Hi all,
The configuration might be a bit exotic:
Kernel 4.1.5 vanilla, Mellanox OFED 3.0-2.0.1
ccc174 1 x dual port ConnectX-3
mini4 2 x single port ConnectX-2
mini2 8 x single port ConnectX-2
MIS20025
The following does work:
using oob coonection manager in 1.7.3:
everything works, except latencies are really bad compared to 1.8.8
udcm in 1.8.8:
everything works as long as I exclude mlx4_0:2 by setting:
--mca btl_openib_if_include
'mlx4_0:1,mlx4_1:1,mlx4_2:1,mlx4_3:1,mlx4_4:1,mlx4_5:1,mlx4_6:1,mlx4_7:1'
if I include mlx4_0:2 I get:
[mini4][[62272,1],4][connect/btl_openib_connect_udcm.c:1907:udcm_process_messages]
could not initialize cpc data for endpoint
libibverbs: ibv_create_ah failed to query port.

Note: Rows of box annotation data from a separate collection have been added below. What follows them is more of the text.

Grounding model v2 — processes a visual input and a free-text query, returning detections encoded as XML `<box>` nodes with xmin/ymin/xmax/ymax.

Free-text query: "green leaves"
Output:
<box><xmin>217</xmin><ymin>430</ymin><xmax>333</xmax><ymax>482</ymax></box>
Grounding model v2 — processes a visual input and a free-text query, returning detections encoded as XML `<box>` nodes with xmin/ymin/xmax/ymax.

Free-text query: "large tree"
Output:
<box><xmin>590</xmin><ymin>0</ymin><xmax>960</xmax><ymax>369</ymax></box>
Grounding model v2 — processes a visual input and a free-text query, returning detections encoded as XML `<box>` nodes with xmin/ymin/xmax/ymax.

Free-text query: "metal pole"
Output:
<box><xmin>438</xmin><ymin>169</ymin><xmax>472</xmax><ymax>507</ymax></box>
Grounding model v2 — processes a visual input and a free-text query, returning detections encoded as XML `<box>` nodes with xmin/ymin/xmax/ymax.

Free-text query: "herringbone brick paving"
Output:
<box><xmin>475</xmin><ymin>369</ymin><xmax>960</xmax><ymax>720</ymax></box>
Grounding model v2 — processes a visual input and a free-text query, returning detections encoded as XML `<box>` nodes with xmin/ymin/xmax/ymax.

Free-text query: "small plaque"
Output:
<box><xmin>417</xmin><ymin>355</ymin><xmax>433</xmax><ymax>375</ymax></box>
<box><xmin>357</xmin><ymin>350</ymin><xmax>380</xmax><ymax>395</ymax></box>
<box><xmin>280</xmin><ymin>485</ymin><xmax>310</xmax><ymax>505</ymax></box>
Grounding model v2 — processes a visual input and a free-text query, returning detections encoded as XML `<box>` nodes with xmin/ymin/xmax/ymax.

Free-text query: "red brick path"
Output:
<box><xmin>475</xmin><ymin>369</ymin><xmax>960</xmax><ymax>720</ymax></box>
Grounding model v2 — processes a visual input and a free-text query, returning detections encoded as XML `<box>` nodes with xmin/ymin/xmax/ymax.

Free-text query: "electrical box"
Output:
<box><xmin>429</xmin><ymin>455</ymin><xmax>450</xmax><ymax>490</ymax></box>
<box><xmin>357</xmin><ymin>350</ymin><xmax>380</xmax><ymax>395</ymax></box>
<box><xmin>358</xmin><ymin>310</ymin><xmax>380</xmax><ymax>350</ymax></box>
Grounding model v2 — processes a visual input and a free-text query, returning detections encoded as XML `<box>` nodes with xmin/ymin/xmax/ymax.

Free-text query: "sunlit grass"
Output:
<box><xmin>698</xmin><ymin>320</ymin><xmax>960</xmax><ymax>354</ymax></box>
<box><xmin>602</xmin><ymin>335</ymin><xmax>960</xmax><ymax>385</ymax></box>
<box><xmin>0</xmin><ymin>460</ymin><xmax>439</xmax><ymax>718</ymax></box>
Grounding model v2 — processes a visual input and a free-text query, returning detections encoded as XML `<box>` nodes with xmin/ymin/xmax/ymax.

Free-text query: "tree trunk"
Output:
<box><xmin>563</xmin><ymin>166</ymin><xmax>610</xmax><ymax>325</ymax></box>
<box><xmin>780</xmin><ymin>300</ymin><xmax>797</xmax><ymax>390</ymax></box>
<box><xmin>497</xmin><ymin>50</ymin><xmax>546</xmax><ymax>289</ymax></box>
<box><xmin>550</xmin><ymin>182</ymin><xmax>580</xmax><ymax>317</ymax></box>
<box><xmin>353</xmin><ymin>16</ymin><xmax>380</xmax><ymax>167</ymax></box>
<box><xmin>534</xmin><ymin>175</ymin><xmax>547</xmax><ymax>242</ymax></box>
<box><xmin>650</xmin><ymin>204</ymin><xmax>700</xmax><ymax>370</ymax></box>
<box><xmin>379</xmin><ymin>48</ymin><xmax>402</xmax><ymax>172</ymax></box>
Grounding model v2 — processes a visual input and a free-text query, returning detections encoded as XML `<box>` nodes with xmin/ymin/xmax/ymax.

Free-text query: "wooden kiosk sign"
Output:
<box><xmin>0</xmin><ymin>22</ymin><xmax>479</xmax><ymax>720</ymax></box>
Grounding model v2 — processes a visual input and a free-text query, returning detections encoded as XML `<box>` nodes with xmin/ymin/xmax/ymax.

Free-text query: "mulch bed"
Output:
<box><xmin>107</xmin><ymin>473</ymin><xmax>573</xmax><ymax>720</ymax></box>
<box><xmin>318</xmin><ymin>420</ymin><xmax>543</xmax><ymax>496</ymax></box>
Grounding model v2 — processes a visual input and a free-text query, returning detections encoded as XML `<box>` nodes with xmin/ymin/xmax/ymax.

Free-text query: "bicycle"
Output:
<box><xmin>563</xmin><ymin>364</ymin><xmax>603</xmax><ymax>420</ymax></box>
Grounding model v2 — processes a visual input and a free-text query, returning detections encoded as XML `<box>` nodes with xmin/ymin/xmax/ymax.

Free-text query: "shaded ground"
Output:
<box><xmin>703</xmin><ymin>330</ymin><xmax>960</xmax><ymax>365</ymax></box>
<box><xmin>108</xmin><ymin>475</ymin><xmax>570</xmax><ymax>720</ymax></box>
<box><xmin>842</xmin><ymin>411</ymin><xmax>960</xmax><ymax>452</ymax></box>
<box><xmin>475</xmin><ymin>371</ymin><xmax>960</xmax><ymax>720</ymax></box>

rdmacm in 1.8.8 only works between ccc174 and mini4, running across all
three nodes will produce:
mpirun --mca btl_openib_cpc_include rdmacm --mca
btl_openib_warn_default_gid_prefix 0 --hostfile ~/hostlist -np 40
./osu_alltoall
--------------------------------------------------------------------------
No OpenFabrics connection schemes reported that they were able to be
used on a specific port. As such, the openib BTL (OpenFabrics
support) will be disabled for this port.
Local host: mini2
Local device: mlx4_7
Local port: 1
CPCs attempted: rdmacm
--------------------------------------------------------------------------
[ccc174][[61500,1],1][btl_openib_proc.c:157:mca_btl_openib_proc_create]
[btl_openib_proc.c:157] ompi_modex_recv failed for peer [[61500,1],9]
Any help would be much appreciated.
Regards,
Tobias